Jungle Training (*): +2 competence bonus with Survival and awareness checks made in jungle terrain, as well as Hide checks made outdoors and skill checks made to set traps in the wild. When planning an ambush in jungle terrain, opponents have +2 difficulty detecting. Reduced movement penalties for jungle terrain.
Outdoorsman: +2 bonus and 19-20 threat range for Handle Animal and Survival.
Point Blank Shot: +1 to ranged attack and damage within the weapon’s first range increment.
Class Abilities
Trailblazer (core ability): As a free action, spend an action die to grant the benefits of any one terrain feat (*) you possess to your teammates for the rest of the current scene.

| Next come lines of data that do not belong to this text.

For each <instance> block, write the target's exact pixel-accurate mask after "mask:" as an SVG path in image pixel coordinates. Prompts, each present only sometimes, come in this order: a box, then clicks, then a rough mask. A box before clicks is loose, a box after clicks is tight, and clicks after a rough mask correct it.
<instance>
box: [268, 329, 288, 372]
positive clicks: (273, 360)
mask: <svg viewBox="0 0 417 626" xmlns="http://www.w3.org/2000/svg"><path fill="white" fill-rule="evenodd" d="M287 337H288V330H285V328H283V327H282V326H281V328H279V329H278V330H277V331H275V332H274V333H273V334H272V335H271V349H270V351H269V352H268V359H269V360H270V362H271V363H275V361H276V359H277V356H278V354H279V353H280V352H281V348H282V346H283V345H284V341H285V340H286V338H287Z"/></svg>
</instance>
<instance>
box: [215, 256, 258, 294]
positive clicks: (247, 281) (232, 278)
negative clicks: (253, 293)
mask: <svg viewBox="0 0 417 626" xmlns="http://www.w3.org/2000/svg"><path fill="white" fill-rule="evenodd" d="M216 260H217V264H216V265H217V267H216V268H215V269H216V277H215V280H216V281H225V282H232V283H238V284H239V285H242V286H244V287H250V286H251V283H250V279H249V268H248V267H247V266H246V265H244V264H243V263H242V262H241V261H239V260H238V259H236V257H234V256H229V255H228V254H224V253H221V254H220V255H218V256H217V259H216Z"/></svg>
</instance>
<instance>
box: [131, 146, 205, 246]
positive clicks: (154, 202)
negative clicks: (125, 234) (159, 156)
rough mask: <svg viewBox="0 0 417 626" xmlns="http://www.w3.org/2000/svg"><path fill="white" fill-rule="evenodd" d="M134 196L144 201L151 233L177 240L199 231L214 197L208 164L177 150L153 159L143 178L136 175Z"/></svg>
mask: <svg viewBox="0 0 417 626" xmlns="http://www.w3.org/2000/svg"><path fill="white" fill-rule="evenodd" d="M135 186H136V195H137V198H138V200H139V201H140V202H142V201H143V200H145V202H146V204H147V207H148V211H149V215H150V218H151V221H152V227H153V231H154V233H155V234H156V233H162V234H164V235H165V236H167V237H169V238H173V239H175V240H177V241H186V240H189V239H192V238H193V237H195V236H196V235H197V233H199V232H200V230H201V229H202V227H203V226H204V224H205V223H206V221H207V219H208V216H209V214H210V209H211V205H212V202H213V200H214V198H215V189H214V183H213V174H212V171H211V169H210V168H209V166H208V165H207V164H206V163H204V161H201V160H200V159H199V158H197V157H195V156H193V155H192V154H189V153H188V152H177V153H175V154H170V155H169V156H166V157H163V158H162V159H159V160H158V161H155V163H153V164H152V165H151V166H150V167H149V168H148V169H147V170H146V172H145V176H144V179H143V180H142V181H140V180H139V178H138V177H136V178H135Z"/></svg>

Stalker: +1 skill point per level which must be spent on Survival. Gain Outdoorsman feat.
Rough Living +2: Natural armor bonus to Defense. Competence bonus to saves made against environmental dangers.
Bushmaster: +1 basic combat or terrain feat.
Equipment
Gear Picks: 2
Resource Points: 2
Standard SG Team Bundle:
unmarked weatherproof sea bag
2 sets BDUs, terrain-appropriate w/ matching baseball cap and combat boots
load-bearing harness & tactical deployment vesty
magnetic compass
canteen
flashlight
GDO
MREs, 1 day
tactical deployment vest (Defense modifier +0; damage reduction 3; weak vs. chemical, explosive; max Dex bonus +3; armor check penalty -1)
tactical radio
FN P90 w/ sling & 60 rounds of ammo
1 Duty Bundle, selected based on anticipated terrain
1 Weapons Bundle, usually frontal assault bundle:
M16A3 assault rifle w/ laser sight, sling, & 240 rounds of ammo
Notes and Afterthoughts
Stargate is one of those intellectual properties that would lend itself fantastically well to an RPG… that wasn’t class/level. In that, this game is among the many victims of the d20/OGL bubble, a great setting bolted awkwardly to a mechanical framework that never aligned with the stories it wanted to tell. In terms of those rules, it was something of a Spycraft 1.1, incorporating the first pass at refinements that would appear in Spycraft 2.0 a few years later.
I’ve long entertained myself by using U.S. Air Force special operations personnel for character concepts. Partially, it’s a bit of catering to the underdogs – AFSOC just doesn’t get the popular culture exposure that SF, Rangers, SEALs, and so forth do. But I also like the incongruity of a character who comes from an elite career field within an arm of service that isn’t generally known for land warfare. Of the functions within AFSOC, the Special Operations Weather Technician field (recently shifted away from its meteorological focus and redesignated Special Reconnaissance) strikes the right balance of competence and wait, what? for a Stargate SG-1 PC.
The Scout class is Spycraft/Stargate SG-1‘s answer to D&D’s Ranger – and, in my mind, fills a lot of the Ranger’s power fantasy better than the Ranger actually does.